She said in a statement from the family Saturday that she did everything authorities tell sexual assault victims to do. Yet she and her family feel slighted by the efforts of the DA’s office, she said.
“Rape is rampant on college campuses,” her statement says. “Now, when we finally had a trial set, the DA gives up without even giving the victim a chance to tell her story, to testify in front of a judge and jury and the world about the night that forever changed her life. To testify about the assault that almost ended her life. It is only by the grace of God that she is alive today to continue this fight for justice. The courage and strength required of her to keep living and keep fighting for herself and all rape victims has been incredible.”
According to the statement, LaBorde told the woman and her family about a sexual assault case LaBorde lost involving college students. But the family and their attorney, Feazell, said the facts are “completely different.”
“Hilary told us she does not think a jury in Waco is ready to convict someone if this was only his first rape,” the statement reads. “She said, ‘I have had success in trying college-aged defendants, yes, but in retrospect, only when they have multiple victims.’ In a prior loss of a case with completely different facts, she told us, ‘In short, I think this jury was looking for any excuse not to find an innocent-looking young defendant guilty.
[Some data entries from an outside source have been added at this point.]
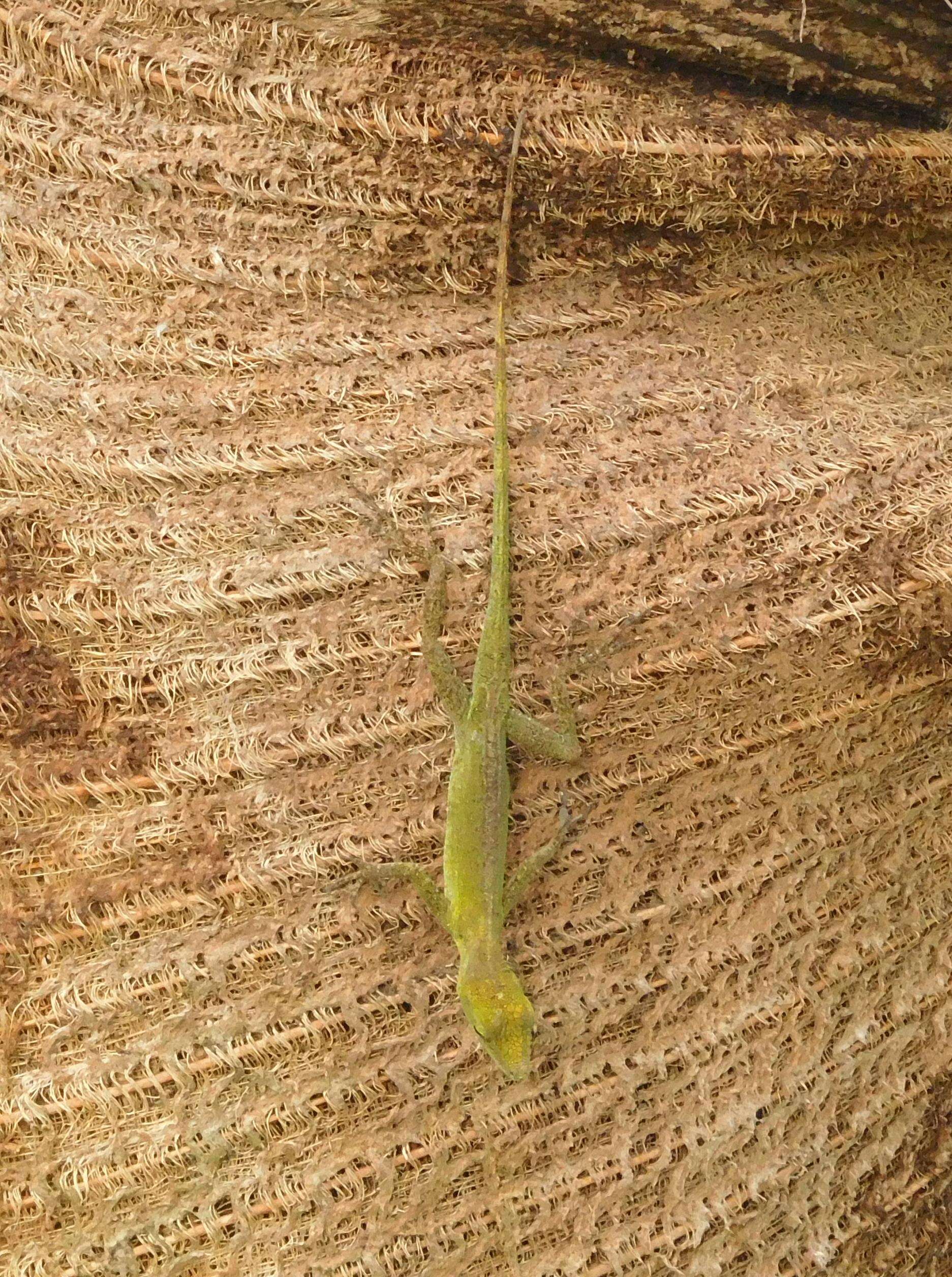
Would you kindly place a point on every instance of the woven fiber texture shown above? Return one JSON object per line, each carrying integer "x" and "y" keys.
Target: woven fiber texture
{"x": 247, "y": 364}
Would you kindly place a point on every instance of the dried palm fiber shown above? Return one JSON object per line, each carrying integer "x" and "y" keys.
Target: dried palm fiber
{"x": 245, "y": 268}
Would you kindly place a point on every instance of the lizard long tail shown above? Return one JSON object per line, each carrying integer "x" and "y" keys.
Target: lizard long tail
{"x": 499, "y": 572}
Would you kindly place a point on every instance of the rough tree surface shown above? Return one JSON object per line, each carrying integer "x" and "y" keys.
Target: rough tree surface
{"x": 247, "y": 256}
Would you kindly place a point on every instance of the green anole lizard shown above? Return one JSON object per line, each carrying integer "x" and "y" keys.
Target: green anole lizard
{"x": 478, "y": 897}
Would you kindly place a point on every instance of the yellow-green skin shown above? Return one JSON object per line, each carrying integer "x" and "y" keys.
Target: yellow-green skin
{"x": 478, "y": 897}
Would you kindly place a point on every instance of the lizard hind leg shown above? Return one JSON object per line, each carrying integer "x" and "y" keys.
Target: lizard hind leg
{"x": 405, "y": 871}
{"x": 559, "y": 744}
{"x": 531, "y": 869}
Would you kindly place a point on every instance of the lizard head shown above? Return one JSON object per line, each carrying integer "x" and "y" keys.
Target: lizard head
{"x": 502, "y": 1016}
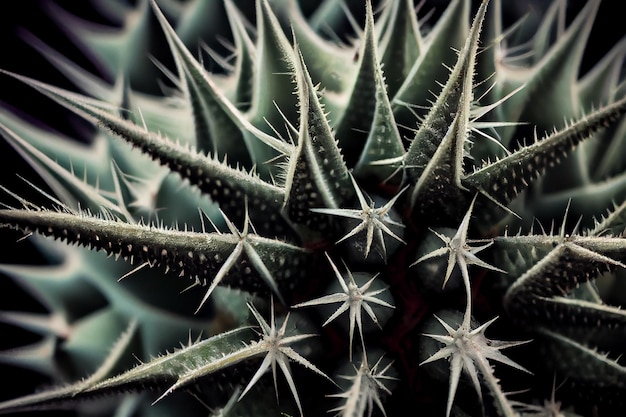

They engaged in a lot of victim blaming. ... It’s my opinion that our jurors aren’t ready to blame rapists and not victims.’”
“So, first-time rapists get a pass?” the woman asked.
LaBorde has declined to discuss the case because it is a pending matter.
The victim filed a civil lawsuit in February 2018 against Anderson, the local and national chapters of Phi Delta Theta and the landlord who owned the home where the alleged assault occurred. The lawsuit is pending.